Phylodynamics and human-mediated dispersal of a zoonotic virus

Abstract

Understanding the role of humans in the dispersal of predominantly animal pathogens is essential for their control. We used newly developed Bayesian phylogeographic methods to unravel the dynamics and determinants of the spread of dog rabies virus (RABV) in North Africa. Each of the countries studied exhibited largely disconnected spatial dynamics with major geopolitical boundaries acting as barriers to gene flow. Road distances proved to be better predictors of the movement of dog RABV than accessibility or raw geographical distance, with occasional long distance and rapid spread within each of these countries. Using simulations that bridge phylodynamics and spatial epidemiology, we demonstrate that the contemporary viral distribution extends beyond that expected for RABV transmission in African dog populations. These results are strongly supportive of human-mediated dispersal, and demonstrate how an integrated phylogeographic approach will turn viral genetic data into a powerful asset for characterizing, predicting, and potentially controlling the spatial spread of pathogens.

Figure 1. MCC tree of 287 sequences of the Africa 1 clade, estimated from the N, P and G-L genes and intergenic regions of dog RABV, and showing the spatial structure of the viral lineages.

Branches are colored according to the locations of viral sampling. Branch lengths are estimated in time units (years) as indicated by the time bar. Posterior clade probability values (>0.9) are shown for key nodes. Although Melilla and Ceuta are considered Spanish locations they are in fact Moroccan enclaves. As such they do not represent virus dispersal across the strait of Gibraltar.

Figure 2. Road network, accessibility and sampling locations of RABV samples.

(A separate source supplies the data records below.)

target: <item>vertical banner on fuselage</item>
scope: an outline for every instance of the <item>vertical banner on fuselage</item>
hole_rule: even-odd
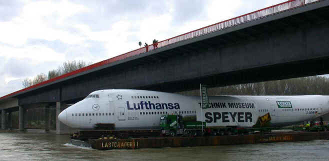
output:
[[[200,90],[201,90],[201,102],[202,108],[209,108],[208,104],[208,92],[207,92],[206,86],[200,84]]]
[[[210,100],[208,106],[200,110],[203,116],[196,116],[197,120],[206,122],[207,126],[252,126],[257,122],[256,104],[250,100]]]

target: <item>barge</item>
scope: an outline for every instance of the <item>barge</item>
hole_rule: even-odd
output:
[[[190,137],[154,137],[136,138],[114,138],[103,137],[83,141],[71,140],[71,143],[78,146],[100,150],[138,149],[196,146],[215,146],[240,144],[269,143],[285,142],[302,142],[316,140],[329,140],[329,132],[295,132],[248,135]]]

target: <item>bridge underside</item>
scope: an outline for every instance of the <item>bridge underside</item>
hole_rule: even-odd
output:
[[[306,9],[142,54],[21,94],[20,104],[74,102],[100,89],[178,92],[200,83],[214,87],[329,74],[329,7],[285,16]]]

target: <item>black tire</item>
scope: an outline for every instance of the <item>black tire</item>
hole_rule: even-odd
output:
[[[174,137],[176,136],[176,132],[170,132],[170,136]]]

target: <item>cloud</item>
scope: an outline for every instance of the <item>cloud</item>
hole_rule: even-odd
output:
[[[284,1],[0,0],[0,90],[67,60],[96,62]]]
[[[0,0],[0,22],[6,22],[18,16],[24,4],[18,0]]]

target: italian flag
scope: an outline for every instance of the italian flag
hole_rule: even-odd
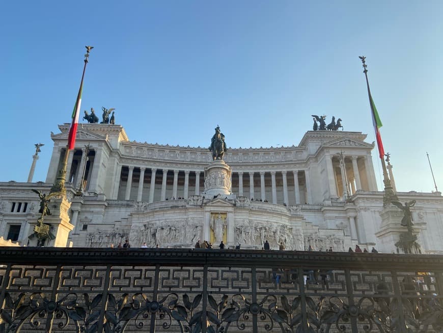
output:
[[[78,95],[77,96],[77,101],[74,106],[74,111],[72,112],[72,122],[71,123],[71,127],[69,129],[69,136],[68,137],[68,149],[72,150],[75,145],[75,136],[77,134],[77,127],[78,125],[78,117],[80,115],[80,106],[81,104],[81,92],[83,90],[83,80],[82,78],[81,84],[80,85],[80,90],[78,91]]]
[[[369,93],[369,99],[371,100],[371,111],[372,112],[372,124],[374,125],[374,131],[375,131],[375,138],[377,140],[377,146],[378,147],[378,153],[380,158],[383,159],[384,156],[384,149],[383,148],[383,142],[381,142],[381,136],[380,135],[380,127],[383,126],[380,117],[378,116],[378,112],[374,104],[371,93]]]

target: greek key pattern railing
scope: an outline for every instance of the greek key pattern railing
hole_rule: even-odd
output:
[[[443,256],[0,248],[0,332],[441,332]]]

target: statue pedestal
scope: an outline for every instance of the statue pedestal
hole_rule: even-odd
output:
[[[375,233],[378,240],[377,249],[383,253],[397,253],[397,251],[398,253],[405,253],[402,247],[397,248],[395,245],[400,240],[400,235],[408,233],[408,228],[400,224],[404,216],[403,212],[393,207],[387,207],[383,209],[380,216],[381,217],[381,224],[380,229]],[[414,228],[413,225],[412,226],[411,236],[418,236],[420,232],[420,228]],[[421,253],[418,249],[413,248],[412,251],[413,253]]]
[[[220,194],[225,196],[231,194],[232,172],[231,167],[223,160],[215,160],[205,168],[205,191],[204,195],[208,199]]]
[[[49,232],[55,237],[54,239],[47,238],[44,242],[45,247],[66,247],[68,243],[68,237],[74,226],[69,223],[69,216],[68,211],[71,207],[66,197],[62,198],[52,198],[49,203],[51,215],[44,217],[43,223],[49,226]],[[34,234],[34,237],[30,239],[29,246],[37,246],[38,241],[37,235],[34,234],[35,227],[37,225],[37,219],[36,216],[35,222],[30,223],[30,231]]]

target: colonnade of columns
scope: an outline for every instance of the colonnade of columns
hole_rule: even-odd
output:
[[[123,171],[122,167],[124,168]],[[149,170],[150,170],[151,173],[150,181],[148,180],[145,182],[145,174],[147,174],[147,172],[149,173]],[[159,172],[160,171],[161,172]],[[203,176],[203,172],[200,171],[168,169],[157,170],[156,168],[119,165],[116,173],[119,175],[116,178],[113,197],[114,199],[146,201],[150,203],[171,198],[186,199],[189,195],[200,194],[203,190],[200,187],[200,184],[203,185],[203,180],[201,181],[200,179]],[[292,173],[290,178],[290,182],[288,182],[288,179],[289,172]],[[303,192],[301,193],[299,173],[301,173],[302,180]],[[248,182],[246,178],[246,182],[247,187],[249,187],[248,196],[252,199],[286,205],[313,203],[310,177],[307,170],[233,172],[233,178],[235,178],[235,185],[232,190],[238,196],[246,195],[248,196],[246,194],[247,189],[245,189],[244,186],[243,176],[246,176],[246,173],[249,175],[249,181]],[[136,185],[134,184],[134,174],[138,175],[138,178],[137,176],[135,176],[135,181],[138,182]],[[125,182],[126,175],[127,180]],[[191,181],[190,175],[191,176]],[[258,175],[260,177],[259,182],[257,179],[257,176]],[[149,178],[149,176],[146,177]],[[149,192],[147,188],[148,184]],[[256,192],[256,188],[258,186],[259,186],[260,188],[259,190],[257,189],[257,192]],[[292,191],[290,198],[290,189]],[[267,197],[267,195],[269,197]],[[301,202],[302,200],[303,202]]]
[[[343,163],[344,162],[344,164]],[[370,156],[326,156],[329,188],[332,197],[353,194],[358,190],[377,191]]]
[[[59,148],[56,152],[53,153],[52,158],[56,159],[59,163],[56,168],[53,167],[53,169],[48,172],[46,182],[52,183],[55,180],[57,173],[61,167],[61,161],[65,151],[65,148]],[[86,147],[69,150],[69,154],[66,167],[66,181],[72,182],[76,188],[79,188],[83,171],[86,170],[84,181],[88,181],[88,189],[90,191],[97,192],[98,186],[97,182],[100,172],[100,161],[102,154],[101,150],[91,148],[89,150],[87,159],[85,158]],[[52,161],[51,164],[55,165],[52,164]]]

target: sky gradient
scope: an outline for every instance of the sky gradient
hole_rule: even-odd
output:
[[[443,2],[17,1],[0,12],[0,181],[44,181],[50,132],[81,110],[116,109],[130,140],[297,145],[312,114],[375,141],[365,76],[397,190],[443,188]],[[6,149],[5,149],[6,148]],[[373,151],[379,189],[381,167]],[[6,161],[8,161],[5,163]],[[12,162],[12,164],[10,163]],[[439,188],[439,190],[441,189]]]

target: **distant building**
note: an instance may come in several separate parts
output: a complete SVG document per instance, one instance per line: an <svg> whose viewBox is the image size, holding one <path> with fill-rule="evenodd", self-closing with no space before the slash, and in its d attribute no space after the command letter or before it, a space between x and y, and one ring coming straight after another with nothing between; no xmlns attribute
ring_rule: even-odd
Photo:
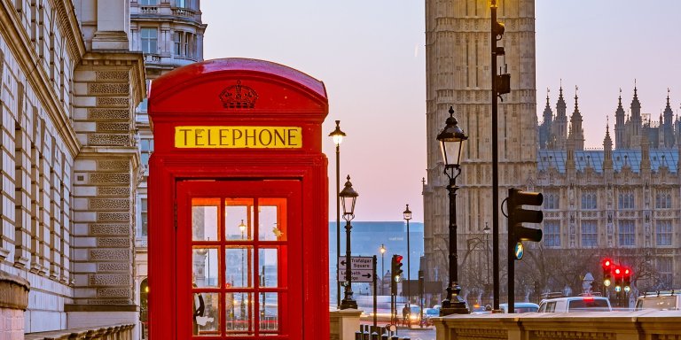
<svg viewBox="0 0 681 340"><path fill-rule="evenodd" d="M426 2L427 177L423 186L427 280L448 283L448 179L436 135L447 111L469 139L464 148L457 196L458 283L469 302L490 301L487 257L479 246L492 225L491 134L498 138L501 291L505 298L507 226L502 201L509 188L544 194L544 238L527 244L516 265L516 297L578 292L580 275L601 284L600 259L634 270L634 289L671 289L681 283L681 197L678 176L681 121L669 93L659 120L641 111L634 88L629 114L614 102L614 125L604 127L603 150L584 150L583 113L575 94L568 112L562 88L555 113L547 98L537 122L535 1L497 1L505 24L498 61L511 73L511 93L498 106L491 130L489 3ZM592 114L590 112L589 114ZM605 114L605 113L601 113ZM614 134L614 141L611 137ZM566 260L568 259L569 260ZM491 260L491 259L490 259ZM594 287L595 290L597 287ZM636 293L636 290L634 294Z"/></svg>

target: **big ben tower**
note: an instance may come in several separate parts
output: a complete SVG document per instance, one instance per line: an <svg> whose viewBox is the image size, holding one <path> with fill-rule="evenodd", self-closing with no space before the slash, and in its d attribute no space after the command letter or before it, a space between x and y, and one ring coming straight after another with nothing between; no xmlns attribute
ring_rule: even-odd
<svg viewBox="0 0 681 340"><path fill-rule="evenodd" d="M468 135L457 196L458 282L462 296L481 295L491 286L492 145L489 0L426 0L427 181L424 184L425 273L427 281L447 283L448 178L436 135L450 106ZM497 46L500 73L511 73L511 93L498 105L499 202L508 188L532 189L536 176L535 1L497 0L505 25ZM498 71L498 70L497 70ZM499 213L500 263L505 263L506 220ZM486 229L485 227L489 228ZM486 252L485 251L489 251ZM489 254L489 256L486 256ZM471 266L478 270L467 270ZM505 266L502 266L505 267ZM505 270L505 269L504 269ZM502 282L502 287L505 284ZM503 289L502 289L503 290Z"/></svg>

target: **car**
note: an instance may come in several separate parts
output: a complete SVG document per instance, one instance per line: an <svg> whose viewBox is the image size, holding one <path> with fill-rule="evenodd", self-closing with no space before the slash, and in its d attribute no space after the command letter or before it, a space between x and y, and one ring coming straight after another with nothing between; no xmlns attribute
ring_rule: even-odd
<svg viewBox="0 0 681 340"><path fill-rule="evenodd" d="M677 311L681 306L681 290L646 292L636 299L635 311L657 309Z"/></svg>
<svg viewBox="0 0 681 340"><path fill-rule="evenodd" d="M504 313L508 313L508 304L499 304L499 309L504 311ZM513 304L513 309L516 313L537 312L539 305L531 302L516 302Z"/></svg>
<svg viewBox="0 0 681 340"><path fill-rule="evenodd" d="M583 296L546 298L539 304L539 313L610 312L610 300L604 297Z"/></svg>
<svg viewBox="0 0 681 340"><path fill-rule="evenodd" d="M426 322L426 326L433 325L431 318L437 318L440 316L440 310L436 308L424 308L423 309L423 320Z"/></svg>

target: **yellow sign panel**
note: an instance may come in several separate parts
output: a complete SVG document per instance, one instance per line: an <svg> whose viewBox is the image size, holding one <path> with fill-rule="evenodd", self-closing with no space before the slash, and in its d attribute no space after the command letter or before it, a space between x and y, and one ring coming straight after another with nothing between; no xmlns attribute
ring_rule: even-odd
<svg viewBox="0 0 681 340"><path fill-rule="evenodd" d="M176 127L175 147L193 149L299 149L299 127Z"/></svg>

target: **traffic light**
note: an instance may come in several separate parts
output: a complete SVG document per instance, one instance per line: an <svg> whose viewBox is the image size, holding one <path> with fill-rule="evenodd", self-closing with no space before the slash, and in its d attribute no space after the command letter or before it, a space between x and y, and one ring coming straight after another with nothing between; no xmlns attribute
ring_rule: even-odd
<svg viewBox="0 0 681 340"><path fill-rule="evenodd" d="M521 241L539 242L542 240L542 230L526 228L522 223L541 223L544 213L541 210L523 209L522 205L542 205L544 196L540 192L522 191L515 188L508 189L508 246L521 249L517 244ZM514 251L517 259L522 257Z"/></svg>
<svg viewBox="0 0 681 340"><path fill-rule="evenodd" d="M631 274L633 272L630 268L624 268L624 273L622 274L622 284L624 286L624 291L629 292L631 290Z"/></svg>
<svg viewBox="0 0 681 340"><path fill-rule="evenodd" d="M399 282L400 279L402 278L402 273L403 272L402 270L402 259L403 257L402 255L393 255L393 261L395 262L395 270L393 271L393 279L395 282Z"/></svg>
<svg viewBox="0 0 681 340"><path fill-rule="evenodd" d="M614 275L614 291L622 291L622 268L615 267L613 269L613 274Z"/></svg>
<svg viewBox="0 0 681 340"><path fill-rule="evenodd" d="M610 287L613 283L613 260L606 259L603 260L603 285Z"/></svg>

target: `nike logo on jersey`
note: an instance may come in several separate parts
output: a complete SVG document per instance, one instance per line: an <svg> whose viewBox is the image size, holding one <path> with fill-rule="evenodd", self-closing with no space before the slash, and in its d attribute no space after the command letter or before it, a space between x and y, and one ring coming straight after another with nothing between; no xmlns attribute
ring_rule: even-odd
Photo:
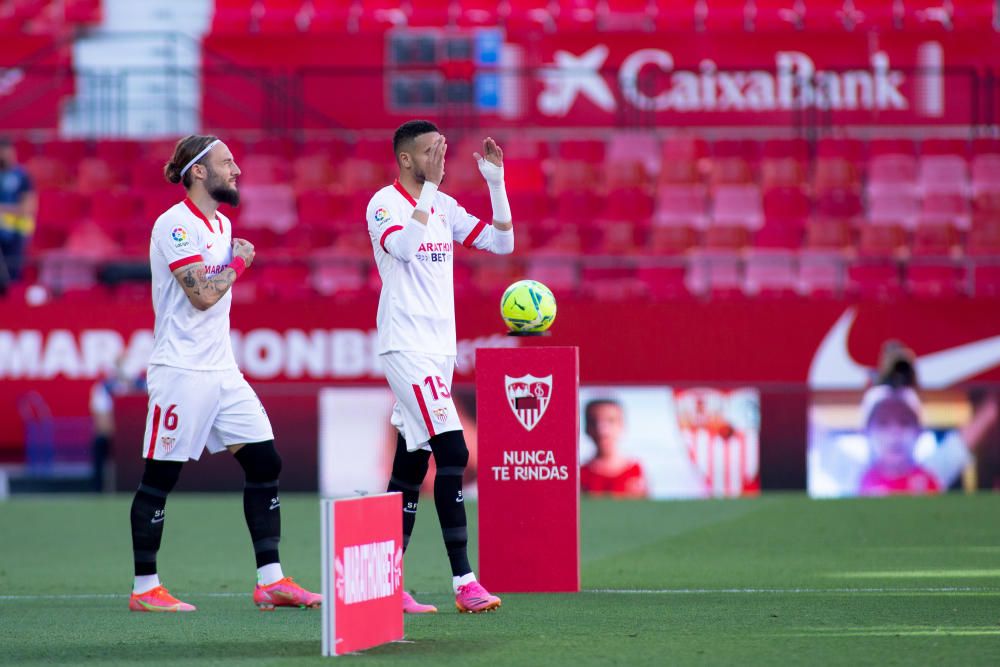
<svg viewBox="0 0 1000 667"><path fill-rule="evenodd" d="M809 367L812 389L863 389L873 369L851 357L847 339L857 318L848 308L827 332ZM917 357L914 366L920 386L945 389L1000 365L1000 336L958 345Z"/></svg>

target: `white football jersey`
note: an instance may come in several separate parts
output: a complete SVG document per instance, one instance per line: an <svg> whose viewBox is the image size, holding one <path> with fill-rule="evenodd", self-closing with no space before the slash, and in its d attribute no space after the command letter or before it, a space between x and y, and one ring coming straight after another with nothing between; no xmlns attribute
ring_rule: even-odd
<svg viewBox="0 0 1000 667"><path fill-rule="evenodd" d="M491 250L495 230L438 191L423 241L413 259L404 262L389 254L385 244L410 223L416 205L399 181L376 192L368 203L368 234L382 277L377 351L453 356L457 354L454 244Z"/></svg>
<svg viewBox="0 0 1000 667"><path fill-rule="evenodd" d="M156 219L149 243L156 314L150 365L197 371L236 368L229 340L232 290L208 310L198 310L173 275L196 262L204 262L209 277L221 273L233 259L232 238L229 218L217 213L209 222L190 199Z"/></svg>

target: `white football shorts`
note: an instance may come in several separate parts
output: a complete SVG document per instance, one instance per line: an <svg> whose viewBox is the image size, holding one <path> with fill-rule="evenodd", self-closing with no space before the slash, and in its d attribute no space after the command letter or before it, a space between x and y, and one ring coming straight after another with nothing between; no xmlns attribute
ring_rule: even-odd
<svg viewBox="0 0 1000 667"><path fill-rule="evenodd" d="M157 461L201 458L230 445L273 440L264 406L238 369L191 371L151 365L142 456Z"/></svg>
<svg viewBox="0 0 1000 667"><path fill-rule="evenodd" d="M451 398L455 357L419 352L387 352L382 368L396 396L392 425L406 439L406 449L430 449L438 433L461 431L462 422Z"/></svg>

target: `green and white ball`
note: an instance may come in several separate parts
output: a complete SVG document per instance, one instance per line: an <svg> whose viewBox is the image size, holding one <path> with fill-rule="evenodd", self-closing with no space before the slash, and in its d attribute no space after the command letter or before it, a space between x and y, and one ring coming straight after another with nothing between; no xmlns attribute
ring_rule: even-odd
<svg viewBox="0 0 1000 667"><path fill-rule="evenodd" d="M556 298L537 280L519 280L503 293L500 315L515 333L540 333L556 319Z"/></svg>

The road network and the accessibility are shown in panels A and B, respectively The border between the countries is indicated by dark lines. Specific locations were unavailable for Tunisian samples. The color gradient indicates the estimated travel time to the nearest city of population greater than 50,000 people, with yellow at one extreme indicating low travel times (<30 min) and red at the other extreme indicating long travel times (>10 days). The data are available for download from http://gem.jrc.ec.europa.eu/.

Figure 3. Short-time virus gene flow events in Algeria and Morocco.

Branches that harbor an expected state change (different location at parent and daughter node) were binned according to the distance covered along that branch in Algeria (A) and Morocco (B). This was carried out separately for branches along which state changes occurred in less than 1 year, and between 1 and 2 years.

Figure 4. Spatial simulation based on the inferred evolutionary histories and epidemiological parameters of rabies spread in Algeria (A) and Morocco (B).

We report the simulated spread using contours represented under the form of polygons. Different contours represent different simulation scenarios: for time = 0.25 to time = 1.0, we force the virus to move consistently in the same direction for successive transmissions during a time period of three months to one year. The dark green contour in the centre represents simulated spread with each infection taking a new and random direction, while the increasingly lighter ones represent time = 0.25 to time = 1.0.